The firmware for the Titan M HSM is open source but the RTL is closed, secret, proprietary, and even if it was open you’d still need to decap the IC to verify they fabbed the design faithfully, which exactly nobody can do, but I digress.
There’s an entirely different design based around the Titan standard called OpenTitan based on LowRISC.
So we know what Titan M does do, the documented functions. But what else does it do? Or put another way can a $1 trillion American corporation design a security chip intended for the 3 billion handset strong Android market and not allow the US government to install a backdoor? I think it’s common sense, the answer’s obvious. And if the HSM can’t be trusted the entire security model is broken.
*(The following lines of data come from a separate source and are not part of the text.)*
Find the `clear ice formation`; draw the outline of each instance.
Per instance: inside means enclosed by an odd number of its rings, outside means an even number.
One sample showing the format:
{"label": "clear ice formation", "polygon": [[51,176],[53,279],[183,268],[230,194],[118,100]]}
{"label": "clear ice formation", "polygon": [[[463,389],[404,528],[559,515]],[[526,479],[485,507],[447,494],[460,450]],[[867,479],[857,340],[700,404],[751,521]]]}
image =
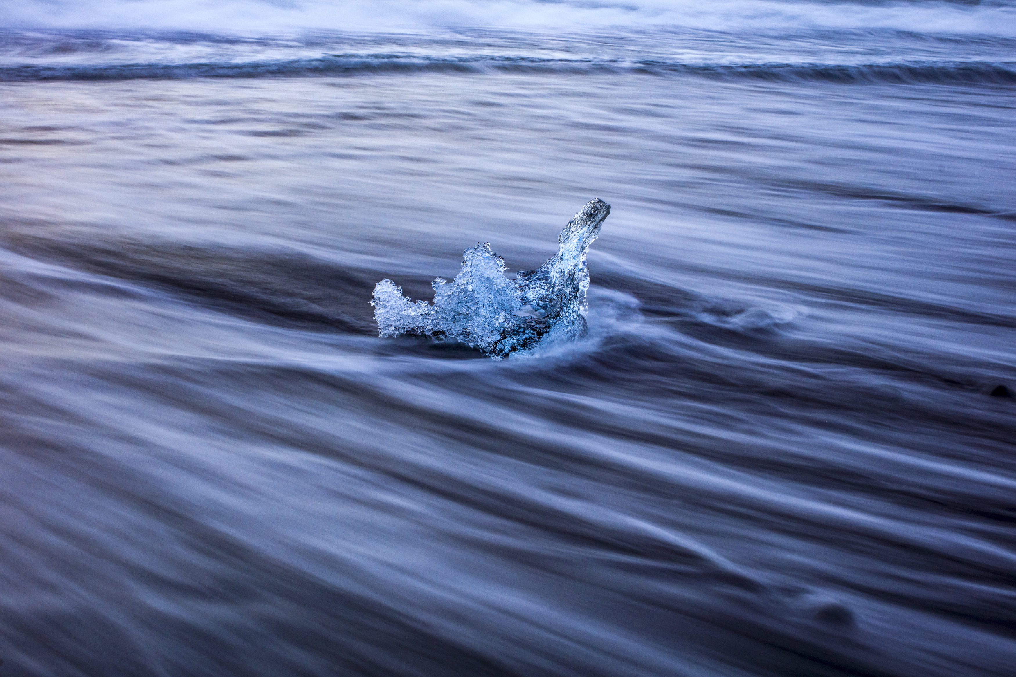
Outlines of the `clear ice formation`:
{"label": "clear ice formation", "polygon": [[585,255],[610,213],[602,200],[588,202],[558,235],[558,253],[535,270],[519,271],[514,280],[504,276],[504,260],[490,244],[465,250],[454,280],[432,282],[433,304],[414,302],[402,287],[381,280],[371,301],[378,334],[465,343],[498,358],[584,336]]}

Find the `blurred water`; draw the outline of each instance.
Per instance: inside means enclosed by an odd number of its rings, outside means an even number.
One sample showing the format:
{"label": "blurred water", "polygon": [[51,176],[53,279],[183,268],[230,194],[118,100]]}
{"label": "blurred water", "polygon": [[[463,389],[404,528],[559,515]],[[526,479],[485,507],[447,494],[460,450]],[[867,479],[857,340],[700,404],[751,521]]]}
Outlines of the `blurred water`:
{"label": "blurred water", "polygon": [[[1011,674],[1011,39],[0,52],[5,675]],[[593,197],[585,339],[377,338]]]}

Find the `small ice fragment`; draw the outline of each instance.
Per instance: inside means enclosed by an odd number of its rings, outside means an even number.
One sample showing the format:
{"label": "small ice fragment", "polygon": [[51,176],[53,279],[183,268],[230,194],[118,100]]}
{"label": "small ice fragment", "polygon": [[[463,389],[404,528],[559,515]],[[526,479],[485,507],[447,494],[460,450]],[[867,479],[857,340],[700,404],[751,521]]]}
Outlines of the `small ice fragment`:
{"label": "small ice fragment", "polygon": [[381,280],[371,301],[378,334],[465,343],[493,357],[583,336],[589,288],[585,257],[610,213],[611,205],[602,200],[588,202],[561,231],[558,253],[514,280],[504,276],[504,261],[489,244],[465,250],[454,280],[432,282],[433,304],[414,302],[394,282]]}

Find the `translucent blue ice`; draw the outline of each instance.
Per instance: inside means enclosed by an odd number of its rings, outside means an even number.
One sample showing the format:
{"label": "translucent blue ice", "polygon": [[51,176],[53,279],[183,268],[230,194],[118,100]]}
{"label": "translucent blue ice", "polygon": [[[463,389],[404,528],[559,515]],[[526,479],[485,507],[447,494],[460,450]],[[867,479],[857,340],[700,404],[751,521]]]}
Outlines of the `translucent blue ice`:
{"label": "translucent blue ice", "polygon": [[610,213],[602,200],[587,203],[558,236],[558,253],[514,280],[504,276],[504,261],[489,244],[465,250],[454,280],[434,280],[433,303],[414,302],[394,282],[381,280],[371,301],[378,333],[465,343],[493,357],[583,336],[585,256]]}

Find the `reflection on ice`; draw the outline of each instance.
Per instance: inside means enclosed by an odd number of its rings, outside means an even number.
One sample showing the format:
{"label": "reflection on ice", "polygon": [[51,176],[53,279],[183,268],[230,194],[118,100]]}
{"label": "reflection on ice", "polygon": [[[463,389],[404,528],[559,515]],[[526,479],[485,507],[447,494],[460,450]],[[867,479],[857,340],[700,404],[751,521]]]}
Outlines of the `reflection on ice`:
{"label": "reflection on ice", "polygon": [[433,304],[414,302],[394,282],[381,280],[371,301],[378,333],[465,343],[498,358],[584,335],[585,256],[610,213],[602,200],[588,202],[561,231],[558,253],[515,280],[504,276],[504,261],[489,244],[465,250],[454,280],[434,280]]}

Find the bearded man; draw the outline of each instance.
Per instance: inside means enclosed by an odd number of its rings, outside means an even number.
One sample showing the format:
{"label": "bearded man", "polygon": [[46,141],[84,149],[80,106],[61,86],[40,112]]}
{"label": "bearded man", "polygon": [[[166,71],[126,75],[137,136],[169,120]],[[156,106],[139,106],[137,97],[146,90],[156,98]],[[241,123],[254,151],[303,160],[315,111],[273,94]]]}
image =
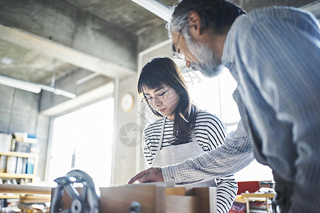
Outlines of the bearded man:
{"label": "bearded man", "polygon": [[[224,0],[183,0],[167,23],[174,55],[205,76],[224,66],[238,83],[241,121],[225,144],[151,168],[129,181],[196,182],[255,157],[272,170],[281,212],[320,209],[320,28],[309,12],[277,6],[245,14]],[[210,91],[207,91],[208,95]],[[274,211],[276,208],[274,208]]]}

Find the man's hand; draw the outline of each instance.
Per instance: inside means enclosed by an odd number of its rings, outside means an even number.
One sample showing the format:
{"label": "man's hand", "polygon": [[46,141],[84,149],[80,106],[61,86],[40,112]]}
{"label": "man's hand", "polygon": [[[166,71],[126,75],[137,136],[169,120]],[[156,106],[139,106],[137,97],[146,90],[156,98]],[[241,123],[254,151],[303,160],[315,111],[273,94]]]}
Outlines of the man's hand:
{"label": "man's hand", "polygon": [[164,181],[164,177],[162,177],[161,168],[150,168],[145,170],[132,177],[128,182],[128,184],[134,183],[136,180],[139,182],[162,182]]}

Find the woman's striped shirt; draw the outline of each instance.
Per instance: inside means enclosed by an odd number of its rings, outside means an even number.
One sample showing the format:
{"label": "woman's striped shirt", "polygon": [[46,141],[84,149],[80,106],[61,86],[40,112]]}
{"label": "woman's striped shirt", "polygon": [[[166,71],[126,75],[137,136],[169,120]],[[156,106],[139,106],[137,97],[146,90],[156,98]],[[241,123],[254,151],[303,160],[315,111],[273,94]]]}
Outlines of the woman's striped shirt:
{"label": "woman's striped shirt", "polygon": [[[149,125],[144,131],[144,154],[149,165],[154,159],[161,135],[161,126],[164,118]],[[174,121],[166,120],[164,129],[161,148],[174,146],[171,142],[175,140],[173,135]],[[209,152],[225,143],[226,128],[217,116],[206,111],[198,114],[194,133],[197,141],[204,152]],[[189,133],[189,142],[192,142]],[[233,175],[217,180],[217,212],[228,212],[235,198],[238,184]]]}

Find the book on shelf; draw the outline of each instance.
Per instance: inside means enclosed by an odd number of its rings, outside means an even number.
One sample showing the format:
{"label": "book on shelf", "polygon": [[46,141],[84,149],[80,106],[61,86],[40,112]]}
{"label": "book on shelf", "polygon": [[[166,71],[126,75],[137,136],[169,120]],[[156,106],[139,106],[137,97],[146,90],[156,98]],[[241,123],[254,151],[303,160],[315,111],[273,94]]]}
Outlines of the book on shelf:
{"label": "book on shelf", "polygon": [[30,153],[31,148],[31,143],[23,141],[16,141],[14,151],[21,153]]}
{"label": "book on shelf", "polygon": [[16,173],[16,156],[8,156],[6,159],[6,173],[14,174]]}
{"label": "book on shelf", "polygon": [[34,158],[28,158],[26,174],[33,174]]}
{"label": "book on shelf", "polygon": [[23,158],[18,157],[16,158],[16,174],[23,174]]}
{"label": "book on shelf", "polygon": [[9,152],[11,147],[12,136],[0,133],[0,152]]}
{"label": "book on shelf", "polygon": [[0,156],[0,173],[5,173],[6,168],[6,155]]}

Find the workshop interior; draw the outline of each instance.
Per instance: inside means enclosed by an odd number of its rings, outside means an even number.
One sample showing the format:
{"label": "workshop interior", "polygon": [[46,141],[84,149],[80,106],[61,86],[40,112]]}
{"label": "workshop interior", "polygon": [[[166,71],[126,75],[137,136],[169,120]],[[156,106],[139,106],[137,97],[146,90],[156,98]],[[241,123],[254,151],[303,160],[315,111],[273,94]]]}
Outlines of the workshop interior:
{"label": "workshop interior", "polygon": [[[228,132],[240,119],[228,70],[208,79],[173,57],[166,23],[176,1],[0,1],[1,212],[215,212],[211,187],[127,184],[149,166],[142,132],[157,117],[137,84],[152,58],[171,58],[193,101]],[[230,1],[320,20],[320,1]],[[229,212],[272,212],[267,166],[254,161],[235,175]]]}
But maybe let’s call this for what it is: an attempt to fleece the wealthy paranoid. Unfortunately these types of products attract attention and make you a target. Let’s say you’re going through an airport inspection and it comes out that you’ve ripped the mics out of your phone well, now you’ve got a whole lot of explaining to do. You’re either crazy or up to no good and don’t expect to be flying anytime soon. Messing with the baseband probably lights up your handset on the network as well.
No - if you want anonymity, privacy, secrecy from the state then you can’t use smartphones period. This technology is a fantastic advantage for general living in modern society but a cellphone represents 500+ years of R&D labor. You can’t rip a few components off the PCB and rewrite the bootloader and call it secure. This is just nonsense.
What indication? Basic common sense tells you it has to be backdoored. Look at what it is, what it does, who’s making it and who do they serve? It’s closed hardware for a reason. That chip is so backdoored I’ll wager the backdoors have backdoors. And that’s not even a joke.
Is there any detailed documentation about this chip?